Il modello 4+2, che prevede il conseguimento del diploma in quattro anni e la possibilità di proseguire con due anni di formazione negli ITS Academy per ottenere una specializzazione tecnica superiore, sembra aver colto nel segno. Non solo perché riduce di un anno il percorso scolastico tradizionale, ma anche perché offre agli studenti una via più rapida verso l’inserimento professionale, settore in cui la domanda di competenze tecniche è in costante crescita.
A Cremona, l’istituto Ghisleri Vacchelli è uno degli esempi più emblematici di questa tendenza. La scuola ha puntato fortemente sul nuovo percorso, registrando un vero e proprio boom di adesioni. Un successo che si inserisce in un contesto nazionale in cui, nonostante la preferenza per i licei rimanga alta tra gli studenti, emerge sempre più la necessità di formare figure specializzate, soprattutto in ambito STEM (scienze, tecnologia, ingegneria e matematica).

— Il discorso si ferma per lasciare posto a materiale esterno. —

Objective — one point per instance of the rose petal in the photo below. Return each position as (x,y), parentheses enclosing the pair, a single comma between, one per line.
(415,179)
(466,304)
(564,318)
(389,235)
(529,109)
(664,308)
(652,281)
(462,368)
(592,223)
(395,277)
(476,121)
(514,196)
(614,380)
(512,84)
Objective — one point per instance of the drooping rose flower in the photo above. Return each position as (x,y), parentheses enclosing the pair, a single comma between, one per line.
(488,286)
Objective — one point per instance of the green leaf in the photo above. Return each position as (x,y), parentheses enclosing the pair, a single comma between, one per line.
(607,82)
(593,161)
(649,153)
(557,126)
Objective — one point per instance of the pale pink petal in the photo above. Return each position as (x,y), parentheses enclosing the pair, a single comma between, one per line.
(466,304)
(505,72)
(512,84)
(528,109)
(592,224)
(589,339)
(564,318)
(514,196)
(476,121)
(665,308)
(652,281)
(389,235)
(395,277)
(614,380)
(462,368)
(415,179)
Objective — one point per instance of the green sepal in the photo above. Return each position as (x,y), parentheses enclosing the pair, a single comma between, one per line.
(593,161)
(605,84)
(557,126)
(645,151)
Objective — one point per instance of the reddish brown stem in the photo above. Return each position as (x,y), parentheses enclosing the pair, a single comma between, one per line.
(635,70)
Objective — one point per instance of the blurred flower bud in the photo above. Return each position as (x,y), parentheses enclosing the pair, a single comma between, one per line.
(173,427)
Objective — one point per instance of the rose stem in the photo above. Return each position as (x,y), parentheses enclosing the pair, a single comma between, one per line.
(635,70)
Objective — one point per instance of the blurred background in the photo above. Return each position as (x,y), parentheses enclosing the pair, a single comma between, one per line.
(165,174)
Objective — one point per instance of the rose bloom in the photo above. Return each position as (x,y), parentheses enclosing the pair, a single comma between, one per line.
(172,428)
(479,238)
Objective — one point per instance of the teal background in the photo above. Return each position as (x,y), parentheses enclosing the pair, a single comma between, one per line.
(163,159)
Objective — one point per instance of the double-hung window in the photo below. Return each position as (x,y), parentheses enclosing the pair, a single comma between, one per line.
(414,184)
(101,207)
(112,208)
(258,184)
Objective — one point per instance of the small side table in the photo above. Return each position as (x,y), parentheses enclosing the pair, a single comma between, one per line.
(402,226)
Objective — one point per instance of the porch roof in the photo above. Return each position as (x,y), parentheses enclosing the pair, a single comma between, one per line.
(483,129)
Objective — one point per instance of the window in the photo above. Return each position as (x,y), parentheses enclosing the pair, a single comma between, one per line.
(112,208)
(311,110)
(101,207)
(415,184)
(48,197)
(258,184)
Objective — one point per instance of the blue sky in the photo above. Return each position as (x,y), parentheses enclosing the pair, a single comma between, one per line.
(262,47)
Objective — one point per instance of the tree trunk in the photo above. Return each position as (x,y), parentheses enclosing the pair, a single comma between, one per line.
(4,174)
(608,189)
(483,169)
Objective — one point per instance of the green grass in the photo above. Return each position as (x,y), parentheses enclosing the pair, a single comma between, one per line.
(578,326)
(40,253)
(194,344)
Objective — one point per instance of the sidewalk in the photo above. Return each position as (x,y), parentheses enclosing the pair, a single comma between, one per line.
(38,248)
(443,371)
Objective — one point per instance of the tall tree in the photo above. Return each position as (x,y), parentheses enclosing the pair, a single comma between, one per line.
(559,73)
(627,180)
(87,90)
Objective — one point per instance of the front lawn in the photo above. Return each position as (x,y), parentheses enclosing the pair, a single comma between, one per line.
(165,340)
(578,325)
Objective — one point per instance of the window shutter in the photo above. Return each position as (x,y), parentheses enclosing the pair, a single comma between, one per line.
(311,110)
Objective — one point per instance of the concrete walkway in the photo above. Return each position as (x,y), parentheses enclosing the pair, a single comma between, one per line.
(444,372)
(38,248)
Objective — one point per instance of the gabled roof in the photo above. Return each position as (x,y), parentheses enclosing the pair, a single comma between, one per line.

Secondo l’ultimo report del Sistema Informativo Excelsior di Unioncamere, infatti, il mercato del lavoro italiano avrà bisogno, tra il 2024 e il 2028, di circa 72 mila nuovi lavoratori specializzati all’anno. Un dato che mette in luce il divario tra le scelte formative degli studenti e le reali esigenze delle aziende, sempre più alla ricerca di profili tecnici qualificati.
Tuttavia, non mancano le ombre nel panorama delle iscrizioni scolastiche. In provincia di Treviso, ad esempio, si registra un calo significativo: 378 alunni in meno si iscriveranno alle scuole primarie nel prossimo anno scolastico, mentre 411 in meno sceglieranno le superiori. Un fenomeno che, seppur localizzato, riflette una tendenza più ampia legata all’inverno demografico e alla riduzione della popolazione in età scolare.